We gave him a hat like the one I wore. A nurse placed it on his head, and after she’d taken it off and set it on a chair next to him, he asked for it again. Margarida held his hand.

We owe everything to Fred and to those like him. The Greatest Generation stood tall before the rise of tyranny and oppression. They protected our parents’ generation so they could provide us with the life we lead now. They saved the world, really.

In our final minutes together, I felt the time and space between Fred’s war and mine fall away. We were two Marines sitting next to each other who needed no words.

Epilogue

I would visit the old Marine one more time.

On Oct. 5, 2024, Fred died peacefully at home surrounded by family and friends.

Though we should all be so lucky, I can’t help but feel that something sacred has passed from us. Here was a man who survived the Great Depression, a world war, cancer. Here was a man of “inimitable enthusiasm,” whose interests were as varied as golf and art. “He was disarmingly charming and charismatic,” his family says of him in his obituary. “He was known to be a great dancer, gave the best toasts, told the funniest jokes, and was the glue that held his family and friends together.”

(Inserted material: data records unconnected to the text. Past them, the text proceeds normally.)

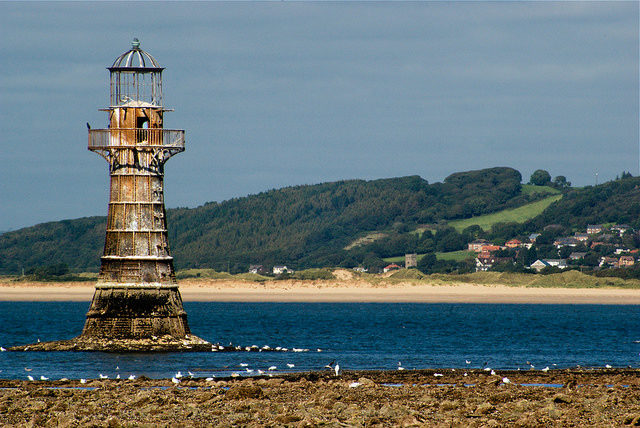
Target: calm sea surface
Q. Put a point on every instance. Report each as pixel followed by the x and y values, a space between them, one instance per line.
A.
pixel 357 336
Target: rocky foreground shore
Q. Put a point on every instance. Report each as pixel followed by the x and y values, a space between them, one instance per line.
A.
pixel 576 397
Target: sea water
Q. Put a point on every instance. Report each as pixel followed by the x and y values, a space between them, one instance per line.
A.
pixel 355 335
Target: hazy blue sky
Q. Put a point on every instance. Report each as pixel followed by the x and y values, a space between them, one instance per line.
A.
pixel 278 94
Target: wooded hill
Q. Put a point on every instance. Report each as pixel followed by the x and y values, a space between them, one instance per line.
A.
pixel 310 226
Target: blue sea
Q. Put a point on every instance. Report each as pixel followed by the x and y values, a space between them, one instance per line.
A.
pixel 356 335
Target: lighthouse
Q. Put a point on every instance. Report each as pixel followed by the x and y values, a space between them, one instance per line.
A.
pixel 136 296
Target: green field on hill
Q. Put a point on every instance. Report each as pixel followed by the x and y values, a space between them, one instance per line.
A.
pixel 517 215
pixel 458 256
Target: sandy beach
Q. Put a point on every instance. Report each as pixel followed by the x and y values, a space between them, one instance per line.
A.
pixel 206 290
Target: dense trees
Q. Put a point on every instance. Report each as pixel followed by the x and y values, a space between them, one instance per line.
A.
pixel 311 226
pixel 540 177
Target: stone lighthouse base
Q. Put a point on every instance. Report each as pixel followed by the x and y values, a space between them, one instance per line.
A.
pixel 131 319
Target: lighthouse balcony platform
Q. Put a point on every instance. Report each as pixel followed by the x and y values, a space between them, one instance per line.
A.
pixel 136 138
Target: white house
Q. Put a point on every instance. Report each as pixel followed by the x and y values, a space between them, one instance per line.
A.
pixel 280 269
pixel 538 265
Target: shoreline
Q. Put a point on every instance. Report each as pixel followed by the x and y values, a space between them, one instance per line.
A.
pixel 338 291
pixel 569 397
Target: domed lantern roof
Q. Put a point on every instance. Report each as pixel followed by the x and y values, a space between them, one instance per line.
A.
pixel 135 59
pixel 136 79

No wonder he was surrounded by them as he drew his last breath. No wonder the world feels emptier without him.

Fred’s death is also a reminder of the sharply declining number of living World War II veterans. Of the 16 million Americans who served, only about 119,000 remain—less than one percent. The Department of Veteran Affairs estimates that just 12 years from now, only a few hundred will still be alive.

Yet when the last of them passes from us, we will still stand in the shadow of their greatness.

I can only hope we made them proud.

Chris Bowers is a retired Marine and director of development for Leashes of Valor.